The same pattern can be seen worldwide: public-sector AI is increasingly built around models that governments can directly control, maintain, or evaluate. Market dynamics remain important, but they are no longer the sole driver of AI adoption and access.
Understanding the Implications
Removing the diplomatic framing reveals three straightforward realities.
- Access is now political. Access to advanced AI can change rapidly if government policies shift. A model offered globally one day might disappear the next, making it important for buyers to plan for potential disruptions rather than assume stability.
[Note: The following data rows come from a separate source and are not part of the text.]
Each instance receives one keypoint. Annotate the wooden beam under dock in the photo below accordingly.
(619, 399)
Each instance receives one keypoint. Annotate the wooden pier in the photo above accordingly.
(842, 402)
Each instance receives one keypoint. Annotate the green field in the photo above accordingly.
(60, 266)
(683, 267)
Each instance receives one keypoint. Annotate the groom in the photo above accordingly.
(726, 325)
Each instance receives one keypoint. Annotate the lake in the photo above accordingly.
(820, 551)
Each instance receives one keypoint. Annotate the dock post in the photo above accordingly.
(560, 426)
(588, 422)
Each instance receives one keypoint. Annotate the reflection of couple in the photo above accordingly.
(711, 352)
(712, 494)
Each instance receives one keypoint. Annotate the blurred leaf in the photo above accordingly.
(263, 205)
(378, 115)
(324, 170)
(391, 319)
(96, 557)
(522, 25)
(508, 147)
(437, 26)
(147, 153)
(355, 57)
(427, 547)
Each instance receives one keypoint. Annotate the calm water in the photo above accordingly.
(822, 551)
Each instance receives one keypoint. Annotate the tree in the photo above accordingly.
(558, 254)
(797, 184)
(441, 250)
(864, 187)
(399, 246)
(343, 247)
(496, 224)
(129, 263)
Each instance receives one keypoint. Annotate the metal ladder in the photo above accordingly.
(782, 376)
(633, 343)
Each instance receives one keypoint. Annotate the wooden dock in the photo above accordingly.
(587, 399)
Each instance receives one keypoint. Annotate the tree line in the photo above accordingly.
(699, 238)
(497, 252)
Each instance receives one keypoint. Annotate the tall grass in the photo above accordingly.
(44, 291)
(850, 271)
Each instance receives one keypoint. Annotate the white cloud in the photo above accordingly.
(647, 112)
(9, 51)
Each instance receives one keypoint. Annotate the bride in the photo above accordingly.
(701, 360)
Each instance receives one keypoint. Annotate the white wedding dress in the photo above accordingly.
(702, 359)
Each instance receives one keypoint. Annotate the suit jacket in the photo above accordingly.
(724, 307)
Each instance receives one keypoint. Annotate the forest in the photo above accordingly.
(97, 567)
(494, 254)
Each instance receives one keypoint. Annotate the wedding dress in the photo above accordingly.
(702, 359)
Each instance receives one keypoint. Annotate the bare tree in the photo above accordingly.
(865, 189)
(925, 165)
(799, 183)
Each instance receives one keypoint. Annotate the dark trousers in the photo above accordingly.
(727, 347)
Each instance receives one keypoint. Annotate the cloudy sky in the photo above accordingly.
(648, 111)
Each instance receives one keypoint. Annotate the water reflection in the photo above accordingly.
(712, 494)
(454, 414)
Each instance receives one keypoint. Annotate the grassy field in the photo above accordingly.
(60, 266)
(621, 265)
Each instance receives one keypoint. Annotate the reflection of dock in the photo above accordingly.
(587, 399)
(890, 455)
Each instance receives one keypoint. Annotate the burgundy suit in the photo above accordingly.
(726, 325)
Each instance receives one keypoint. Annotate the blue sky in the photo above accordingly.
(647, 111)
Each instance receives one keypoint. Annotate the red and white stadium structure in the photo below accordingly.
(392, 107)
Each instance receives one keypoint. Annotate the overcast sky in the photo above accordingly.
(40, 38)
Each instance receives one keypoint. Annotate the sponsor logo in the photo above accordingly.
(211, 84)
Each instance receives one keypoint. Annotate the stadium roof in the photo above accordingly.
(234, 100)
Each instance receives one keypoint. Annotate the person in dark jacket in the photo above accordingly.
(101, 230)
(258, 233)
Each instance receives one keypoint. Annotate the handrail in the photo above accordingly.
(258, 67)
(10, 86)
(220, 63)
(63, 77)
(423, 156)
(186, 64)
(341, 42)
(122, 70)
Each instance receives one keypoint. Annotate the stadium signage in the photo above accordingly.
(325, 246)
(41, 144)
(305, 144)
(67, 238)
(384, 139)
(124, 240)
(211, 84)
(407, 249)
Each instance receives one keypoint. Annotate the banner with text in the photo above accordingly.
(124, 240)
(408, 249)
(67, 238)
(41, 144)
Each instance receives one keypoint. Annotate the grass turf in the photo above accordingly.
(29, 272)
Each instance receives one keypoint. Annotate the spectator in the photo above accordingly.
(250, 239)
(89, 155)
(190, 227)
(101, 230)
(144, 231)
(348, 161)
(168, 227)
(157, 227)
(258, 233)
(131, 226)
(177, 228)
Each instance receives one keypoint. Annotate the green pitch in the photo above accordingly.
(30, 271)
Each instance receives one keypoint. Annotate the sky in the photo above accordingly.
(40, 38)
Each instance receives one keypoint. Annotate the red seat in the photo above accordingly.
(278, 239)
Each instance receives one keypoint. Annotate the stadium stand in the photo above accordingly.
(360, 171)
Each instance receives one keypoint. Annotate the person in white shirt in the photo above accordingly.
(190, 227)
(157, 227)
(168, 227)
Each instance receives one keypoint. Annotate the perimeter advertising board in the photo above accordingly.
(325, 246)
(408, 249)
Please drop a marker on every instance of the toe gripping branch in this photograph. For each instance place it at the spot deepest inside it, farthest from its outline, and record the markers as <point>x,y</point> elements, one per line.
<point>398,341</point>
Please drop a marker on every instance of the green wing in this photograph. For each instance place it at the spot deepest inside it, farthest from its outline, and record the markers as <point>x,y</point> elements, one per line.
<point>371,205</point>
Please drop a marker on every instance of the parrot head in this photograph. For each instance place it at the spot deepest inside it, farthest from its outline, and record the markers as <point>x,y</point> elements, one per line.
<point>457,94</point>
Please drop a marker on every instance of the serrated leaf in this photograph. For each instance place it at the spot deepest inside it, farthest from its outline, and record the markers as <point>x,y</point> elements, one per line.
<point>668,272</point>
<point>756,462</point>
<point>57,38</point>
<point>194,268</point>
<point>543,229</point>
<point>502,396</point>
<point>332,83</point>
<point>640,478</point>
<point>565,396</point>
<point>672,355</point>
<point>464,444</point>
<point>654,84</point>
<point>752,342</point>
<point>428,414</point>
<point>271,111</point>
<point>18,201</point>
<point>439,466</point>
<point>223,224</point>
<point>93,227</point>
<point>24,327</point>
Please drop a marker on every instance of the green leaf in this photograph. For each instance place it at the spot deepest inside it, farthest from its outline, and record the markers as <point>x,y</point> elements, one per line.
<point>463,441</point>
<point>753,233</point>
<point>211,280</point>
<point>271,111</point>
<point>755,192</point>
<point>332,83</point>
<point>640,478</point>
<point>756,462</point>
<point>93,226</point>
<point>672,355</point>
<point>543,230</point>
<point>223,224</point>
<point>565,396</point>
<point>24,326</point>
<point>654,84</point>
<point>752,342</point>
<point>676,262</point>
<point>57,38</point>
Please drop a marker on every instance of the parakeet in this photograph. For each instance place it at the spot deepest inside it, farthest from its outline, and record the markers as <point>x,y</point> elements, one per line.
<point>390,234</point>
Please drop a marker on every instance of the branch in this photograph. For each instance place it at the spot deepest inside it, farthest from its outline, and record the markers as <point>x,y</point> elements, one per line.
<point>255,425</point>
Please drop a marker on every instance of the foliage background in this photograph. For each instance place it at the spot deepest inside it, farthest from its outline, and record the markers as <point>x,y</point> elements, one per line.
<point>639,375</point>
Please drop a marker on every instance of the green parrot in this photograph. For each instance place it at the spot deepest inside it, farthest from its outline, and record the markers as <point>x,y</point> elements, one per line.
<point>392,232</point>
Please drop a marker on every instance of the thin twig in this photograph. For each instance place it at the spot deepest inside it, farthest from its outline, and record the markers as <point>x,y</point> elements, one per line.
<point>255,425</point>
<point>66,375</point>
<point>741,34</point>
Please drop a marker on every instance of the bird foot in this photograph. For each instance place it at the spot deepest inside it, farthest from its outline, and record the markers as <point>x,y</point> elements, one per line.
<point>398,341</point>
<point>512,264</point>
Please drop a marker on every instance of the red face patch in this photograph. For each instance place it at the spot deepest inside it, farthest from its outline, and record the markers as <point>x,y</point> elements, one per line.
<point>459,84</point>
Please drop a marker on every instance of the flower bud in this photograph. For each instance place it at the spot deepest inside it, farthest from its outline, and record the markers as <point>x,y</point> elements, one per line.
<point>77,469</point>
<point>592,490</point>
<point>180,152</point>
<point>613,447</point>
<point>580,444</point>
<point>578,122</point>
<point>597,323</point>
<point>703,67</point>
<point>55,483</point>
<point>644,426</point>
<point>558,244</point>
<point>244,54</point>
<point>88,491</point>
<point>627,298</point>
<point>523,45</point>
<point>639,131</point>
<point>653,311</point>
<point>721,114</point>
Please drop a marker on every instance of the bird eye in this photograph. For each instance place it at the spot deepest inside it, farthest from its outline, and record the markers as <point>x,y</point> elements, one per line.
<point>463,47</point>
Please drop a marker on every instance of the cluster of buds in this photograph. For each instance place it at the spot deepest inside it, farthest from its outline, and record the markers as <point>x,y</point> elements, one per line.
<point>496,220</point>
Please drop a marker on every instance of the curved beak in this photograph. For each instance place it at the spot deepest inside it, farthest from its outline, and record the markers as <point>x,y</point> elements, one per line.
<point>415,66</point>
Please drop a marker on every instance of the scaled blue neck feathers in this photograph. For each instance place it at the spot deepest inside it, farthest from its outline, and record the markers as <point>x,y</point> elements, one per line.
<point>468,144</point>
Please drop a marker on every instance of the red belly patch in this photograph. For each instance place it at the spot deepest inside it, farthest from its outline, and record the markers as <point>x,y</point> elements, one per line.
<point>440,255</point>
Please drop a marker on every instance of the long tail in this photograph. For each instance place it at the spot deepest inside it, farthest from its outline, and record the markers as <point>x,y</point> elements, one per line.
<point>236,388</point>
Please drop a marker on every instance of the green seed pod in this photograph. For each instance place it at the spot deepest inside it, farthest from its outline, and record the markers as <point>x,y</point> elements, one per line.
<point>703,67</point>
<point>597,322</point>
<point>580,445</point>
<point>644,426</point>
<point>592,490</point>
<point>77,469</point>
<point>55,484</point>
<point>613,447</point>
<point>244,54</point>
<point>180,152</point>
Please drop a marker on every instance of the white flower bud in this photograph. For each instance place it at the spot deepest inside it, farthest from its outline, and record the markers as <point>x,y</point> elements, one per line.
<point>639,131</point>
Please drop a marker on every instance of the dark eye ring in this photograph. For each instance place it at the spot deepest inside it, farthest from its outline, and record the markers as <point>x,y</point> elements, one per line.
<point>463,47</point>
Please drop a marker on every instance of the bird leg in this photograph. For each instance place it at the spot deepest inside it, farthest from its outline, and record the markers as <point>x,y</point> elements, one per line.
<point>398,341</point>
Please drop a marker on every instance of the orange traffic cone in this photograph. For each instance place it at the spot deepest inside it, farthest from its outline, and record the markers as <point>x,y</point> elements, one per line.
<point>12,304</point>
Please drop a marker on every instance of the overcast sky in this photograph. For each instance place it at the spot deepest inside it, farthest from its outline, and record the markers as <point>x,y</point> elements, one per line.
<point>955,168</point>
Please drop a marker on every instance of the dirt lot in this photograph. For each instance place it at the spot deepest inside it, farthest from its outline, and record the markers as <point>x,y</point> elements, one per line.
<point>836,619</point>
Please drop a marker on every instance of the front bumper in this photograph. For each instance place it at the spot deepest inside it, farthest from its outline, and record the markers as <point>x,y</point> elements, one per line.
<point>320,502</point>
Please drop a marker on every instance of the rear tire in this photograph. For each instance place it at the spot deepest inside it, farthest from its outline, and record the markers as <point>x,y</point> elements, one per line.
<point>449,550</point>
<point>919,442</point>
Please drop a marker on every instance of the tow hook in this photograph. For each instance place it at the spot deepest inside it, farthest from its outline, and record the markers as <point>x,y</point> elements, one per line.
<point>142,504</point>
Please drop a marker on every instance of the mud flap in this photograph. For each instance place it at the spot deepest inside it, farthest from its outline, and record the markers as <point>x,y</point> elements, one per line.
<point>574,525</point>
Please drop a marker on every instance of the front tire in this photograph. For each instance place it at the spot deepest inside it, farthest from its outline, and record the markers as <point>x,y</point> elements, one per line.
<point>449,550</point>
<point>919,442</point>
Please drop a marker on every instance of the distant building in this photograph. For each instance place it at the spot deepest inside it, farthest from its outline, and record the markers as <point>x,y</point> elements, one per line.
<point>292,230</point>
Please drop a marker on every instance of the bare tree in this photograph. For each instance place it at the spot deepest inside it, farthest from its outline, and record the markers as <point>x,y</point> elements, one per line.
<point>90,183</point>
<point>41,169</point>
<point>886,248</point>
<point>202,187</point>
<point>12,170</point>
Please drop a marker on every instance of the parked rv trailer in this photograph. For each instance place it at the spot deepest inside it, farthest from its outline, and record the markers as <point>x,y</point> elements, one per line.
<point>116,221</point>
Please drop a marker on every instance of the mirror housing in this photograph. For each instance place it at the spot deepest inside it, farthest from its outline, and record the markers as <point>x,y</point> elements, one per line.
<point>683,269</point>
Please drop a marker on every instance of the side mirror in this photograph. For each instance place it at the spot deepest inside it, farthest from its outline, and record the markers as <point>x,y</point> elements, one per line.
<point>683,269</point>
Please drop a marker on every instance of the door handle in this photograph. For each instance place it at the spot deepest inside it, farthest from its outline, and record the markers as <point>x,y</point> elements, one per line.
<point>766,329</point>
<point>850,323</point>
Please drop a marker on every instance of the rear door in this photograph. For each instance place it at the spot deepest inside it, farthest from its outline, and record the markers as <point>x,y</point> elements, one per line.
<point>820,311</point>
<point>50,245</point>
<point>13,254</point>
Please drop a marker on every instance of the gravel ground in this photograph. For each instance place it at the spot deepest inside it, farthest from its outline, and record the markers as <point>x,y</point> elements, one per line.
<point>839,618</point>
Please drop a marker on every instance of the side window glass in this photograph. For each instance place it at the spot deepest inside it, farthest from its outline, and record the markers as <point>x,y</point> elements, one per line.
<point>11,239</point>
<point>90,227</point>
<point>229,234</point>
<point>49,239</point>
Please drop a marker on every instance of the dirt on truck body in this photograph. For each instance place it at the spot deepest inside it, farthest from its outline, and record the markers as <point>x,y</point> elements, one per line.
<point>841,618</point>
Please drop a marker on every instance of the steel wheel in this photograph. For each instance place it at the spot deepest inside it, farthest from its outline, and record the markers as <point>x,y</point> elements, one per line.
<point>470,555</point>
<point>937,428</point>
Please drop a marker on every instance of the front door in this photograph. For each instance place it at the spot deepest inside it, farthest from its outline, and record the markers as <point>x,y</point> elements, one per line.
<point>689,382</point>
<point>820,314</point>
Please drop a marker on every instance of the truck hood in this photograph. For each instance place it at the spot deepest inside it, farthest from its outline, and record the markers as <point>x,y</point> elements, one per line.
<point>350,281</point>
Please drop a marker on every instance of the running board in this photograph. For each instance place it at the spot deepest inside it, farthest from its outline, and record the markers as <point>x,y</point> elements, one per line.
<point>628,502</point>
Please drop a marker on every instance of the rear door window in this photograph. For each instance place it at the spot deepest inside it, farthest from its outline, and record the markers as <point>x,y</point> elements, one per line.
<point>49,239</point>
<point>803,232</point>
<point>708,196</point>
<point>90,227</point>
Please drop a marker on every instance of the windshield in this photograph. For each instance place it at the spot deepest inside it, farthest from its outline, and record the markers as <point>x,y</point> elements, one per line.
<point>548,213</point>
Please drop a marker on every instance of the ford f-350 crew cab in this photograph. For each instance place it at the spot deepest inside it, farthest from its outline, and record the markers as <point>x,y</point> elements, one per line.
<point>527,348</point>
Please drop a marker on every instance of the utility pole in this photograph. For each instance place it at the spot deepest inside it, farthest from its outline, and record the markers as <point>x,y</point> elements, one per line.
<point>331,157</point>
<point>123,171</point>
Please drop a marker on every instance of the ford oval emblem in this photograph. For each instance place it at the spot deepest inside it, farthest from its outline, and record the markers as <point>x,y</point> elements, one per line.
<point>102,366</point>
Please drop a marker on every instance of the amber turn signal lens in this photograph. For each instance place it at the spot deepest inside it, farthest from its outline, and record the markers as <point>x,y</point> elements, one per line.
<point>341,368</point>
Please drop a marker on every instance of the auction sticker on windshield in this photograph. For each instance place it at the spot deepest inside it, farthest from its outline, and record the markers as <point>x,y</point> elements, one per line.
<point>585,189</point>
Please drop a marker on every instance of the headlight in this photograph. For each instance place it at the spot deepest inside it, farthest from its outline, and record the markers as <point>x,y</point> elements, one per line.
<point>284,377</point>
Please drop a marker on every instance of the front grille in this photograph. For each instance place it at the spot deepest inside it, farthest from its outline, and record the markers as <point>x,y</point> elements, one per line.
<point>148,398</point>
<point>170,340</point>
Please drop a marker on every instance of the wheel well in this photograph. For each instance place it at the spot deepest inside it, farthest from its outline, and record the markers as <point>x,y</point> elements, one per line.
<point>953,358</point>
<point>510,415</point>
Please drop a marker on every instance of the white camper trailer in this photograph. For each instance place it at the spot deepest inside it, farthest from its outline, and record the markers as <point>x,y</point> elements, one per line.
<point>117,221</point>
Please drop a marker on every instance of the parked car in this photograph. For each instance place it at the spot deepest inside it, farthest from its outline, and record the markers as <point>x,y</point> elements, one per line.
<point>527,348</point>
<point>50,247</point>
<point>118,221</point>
- Sovereignty is expensive and slow. India offers evidence that countries can successfully build their own AI infrastructure, but it also illustrates that frontier AI remains on a different level. Neither Canada nor any other nation is likely to eliminate that disparity in the span of a single budget cycle.
- The losers are ordinary users. Anthropic could not effectively distinguish foreign nationals from other users, so it shut down access across the board. As AI increasingly becomes a tool of state policy, everyday individuals who simply want to use these technologies can end up bearing the immediate impact.
The idea put forward by Carney is straightforward: countries should not passively accept being cut off from essential AI systems. But the tougher question remains unanswered and is one India is actively confronting—how much money, time, and effort should be devoted to ensuring long-term self-reliance?